Si vous faites partie des quelque 900 000 abonnés à l’option Tempo du tarif réglementé de l’électricité, vous redoutez probablement les fameux «jours rouges ». Ces journées où, durant les heures pleines, le tarif du kilowattheure explose, imposant une réduction drastique de sa consommation d’électricité. Si ces «jours rouges » sont officiellement communiqués la veille pour le lendemain, certains ont développé un algorithme permettant de les prédire, de façon non officielle, jusqu’à six jours à l’avance.
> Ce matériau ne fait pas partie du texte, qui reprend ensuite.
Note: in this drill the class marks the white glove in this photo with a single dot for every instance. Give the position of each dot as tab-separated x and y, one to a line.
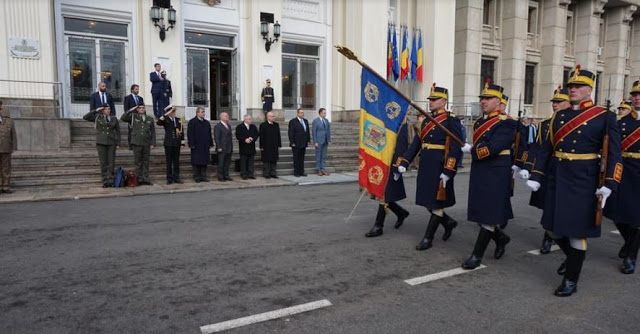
533	185
444	179
605	192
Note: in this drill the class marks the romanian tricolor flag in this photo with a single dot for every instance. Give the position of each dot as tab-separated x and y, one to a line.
382	112
420	59
404	57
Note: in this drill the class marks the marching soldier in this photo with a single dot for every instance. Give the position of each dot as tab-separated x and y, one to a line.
490	178
395	188
568	158
559	101
107	141
625	214
8	144
143	139
439	157
173	140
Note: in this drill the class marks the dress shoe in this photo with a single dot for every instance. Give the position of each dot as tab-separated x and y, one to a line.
449	225
563	268
623	251
546	246
376	231
628	266
472	263
566	288
501	242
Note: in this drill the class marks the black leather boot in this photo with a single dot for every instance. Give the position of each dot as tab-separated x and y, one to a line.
427	240
449	224
565	246
376	230
569	283
400	212
501	240
473	262
546	244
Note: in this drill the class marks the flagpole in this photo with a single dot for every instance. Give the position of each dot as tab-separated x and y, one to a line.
352	56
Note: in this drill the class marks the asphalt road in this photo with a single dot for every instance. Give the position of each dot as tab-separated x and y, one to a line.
173	263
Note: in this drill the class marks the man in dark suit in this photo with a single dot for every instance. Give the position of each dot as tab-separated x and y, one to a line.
100	98
157	85
299	138
247	135
173	140
223	137
130	101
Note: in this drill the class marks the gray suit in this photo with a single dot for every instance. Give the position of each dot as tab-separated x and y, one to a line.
223	137
322	136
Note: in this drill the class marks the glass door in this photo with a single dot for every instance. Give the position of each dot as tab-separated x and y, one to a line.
197	81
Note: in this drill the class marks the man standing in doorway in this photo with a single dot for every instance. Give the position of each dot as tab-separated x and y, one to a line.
157	85
299	138
321	138
100	98
223	137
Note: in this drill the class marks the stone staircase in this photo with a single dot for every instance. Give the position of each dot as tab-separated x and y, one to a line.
77	165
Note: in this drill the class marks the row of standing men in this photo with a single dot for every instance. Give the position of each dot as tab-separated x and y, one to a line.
561	168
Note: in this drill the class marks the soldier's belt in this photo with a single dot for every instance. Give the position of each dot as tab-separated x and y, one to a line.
432	146
575	156
632	155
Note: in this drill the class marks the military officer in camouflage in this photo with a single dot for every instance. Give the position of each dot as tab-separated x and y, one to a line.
8	144
568	160
143	140
439	157
490	177
107	141
624	205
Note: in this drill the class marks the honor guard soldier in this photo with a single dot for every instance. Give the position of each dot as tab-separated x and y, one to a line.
395	187
624	204
439	157
173	140
107	140
578	181
143	139
559	101
490	177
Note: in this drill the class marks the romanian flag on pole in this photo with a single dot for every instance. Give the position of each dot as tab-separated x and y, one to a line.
389	53
382	112
404	58
420	59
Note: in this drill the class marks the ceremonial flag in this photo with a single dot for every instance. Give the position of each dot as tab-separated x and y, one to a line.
420	59
404	58
395	68
382	111
389	53
414	58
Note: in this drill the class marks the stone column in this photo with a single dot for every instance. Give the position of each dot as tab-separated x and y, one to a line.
635	51
618	19
514	51
467	51
554	27
587	27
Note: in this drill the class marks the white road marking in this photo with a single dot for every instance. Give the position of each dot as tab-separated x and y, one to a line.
440	275
222	326
537	251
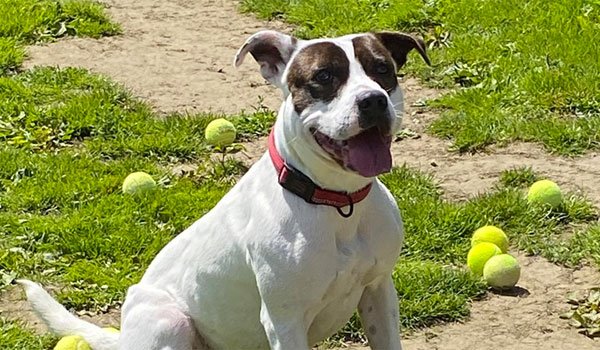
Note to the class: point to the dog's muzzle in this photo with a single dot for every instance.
(373, 111)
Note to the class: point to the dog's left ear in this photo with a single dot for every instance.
(272, 50)
(400, 44)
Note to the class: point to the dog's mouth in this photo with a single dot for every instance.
(367, 153)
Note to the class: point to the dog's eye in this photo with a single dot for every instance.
(382, 68)
(323, 76)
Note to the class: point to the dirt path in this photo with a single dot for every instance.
(177, 55)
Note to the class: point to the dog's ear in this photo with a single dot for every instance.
(272, 50)
(400, 44)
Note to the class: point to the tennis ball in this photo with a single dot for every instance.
(502, 271)
(72, 342)
(220, 132)
(138, 182)
(490, 234)
(479, 255)
(545, 192)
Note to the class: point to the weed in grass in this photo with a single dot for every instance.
(25, 22)
(584, 313)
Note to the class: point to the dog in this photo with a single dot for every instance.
(306, 236)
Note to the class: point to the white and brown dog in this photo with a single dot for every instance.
(305, 237)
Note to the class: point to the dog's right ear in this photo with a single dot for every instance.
(272, 50)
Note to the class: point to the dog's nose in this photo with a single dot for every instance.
(372, 106)
(372, 102)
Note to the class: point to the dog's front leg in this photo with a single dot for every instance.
(378, 309)
(284, 328)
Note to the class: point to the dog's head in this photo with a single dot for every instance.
(343, 90)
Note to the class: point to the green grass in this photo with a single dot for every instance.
(522, 74)
(14, 335)
(28, 21)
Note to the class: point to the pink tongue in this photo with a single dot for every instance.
(368, 153)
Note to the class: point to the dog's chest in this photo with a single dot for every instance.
(357, 261)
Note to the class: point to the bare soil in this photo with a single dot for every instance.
(177, 55)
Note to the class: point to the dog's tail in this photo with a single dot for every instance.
(62, 323)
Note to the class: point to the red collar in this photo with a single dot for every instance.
(301, 185)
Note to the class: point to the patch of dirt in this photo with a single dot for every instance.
(177, 55)
(525, 321)
(464, 175)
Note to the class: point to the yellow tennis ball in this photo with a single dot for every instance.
(502, 271)
(220, 132)
(490, 234)
(72, 342)
(479, 255)
(138, 182)
(545, 192)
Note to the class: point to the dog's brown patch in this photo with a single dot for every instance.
(376, 60)
(309, 67)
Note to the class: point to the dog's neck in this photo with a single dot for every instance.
(304, 154)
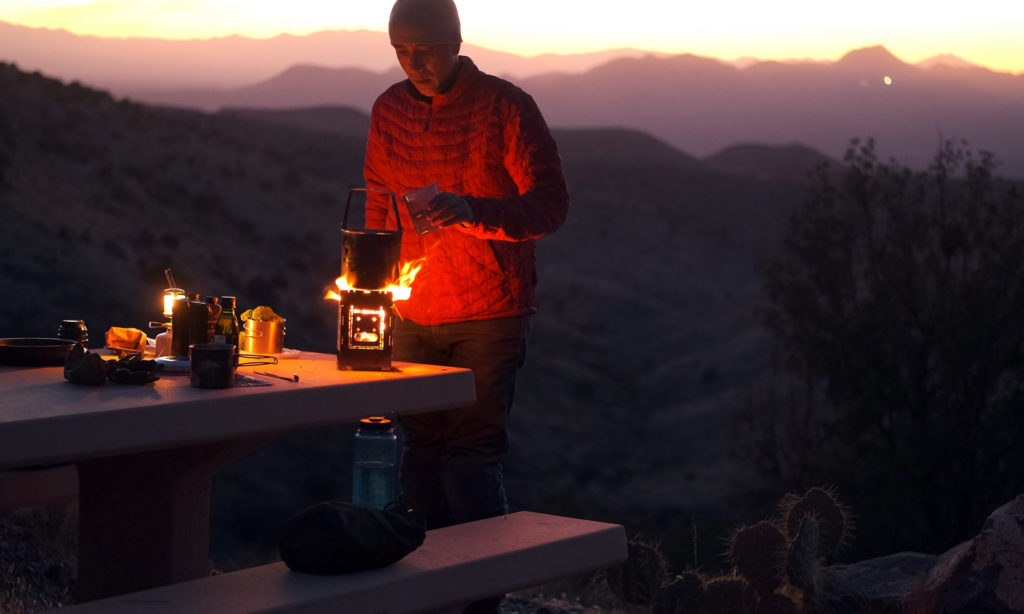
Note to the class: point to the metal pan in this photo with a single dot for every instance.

L’option Tempo du tarif réglementé (tarif bleu EDF) est assurément l’une des offres d’électricité les plus complexes en France. Elle décline six tranches tarifaires différentes selon la période de l’année et le créneau horaire. Ainsi, l’on peut être en jour « bleu », « blanc » ou « rouge », chaque jour étant également divisé en heures pleines (de 6 h à 22 h) et heures creuses (de 22 h à 6 h).

Les jours rouges, activables seulement 22 fois dans l’année entre le 1ᵉʳ novembre et le 31 mars hors week-end et jours fériés, sont les plus redoutés. Et pour cause : le tarif du kilowattheure grimpe à 0,65 € durant les heures pleines, contre 0,15 € les jours bleus et 0,17 € les jours blancs. Les heures creuses sont toujours extrêmement avantageuses, proposant 0,12 €/kWh en jour bleu, 0,14 €/kWh en jour blanc et 0,15 €/kWh en jour rouge.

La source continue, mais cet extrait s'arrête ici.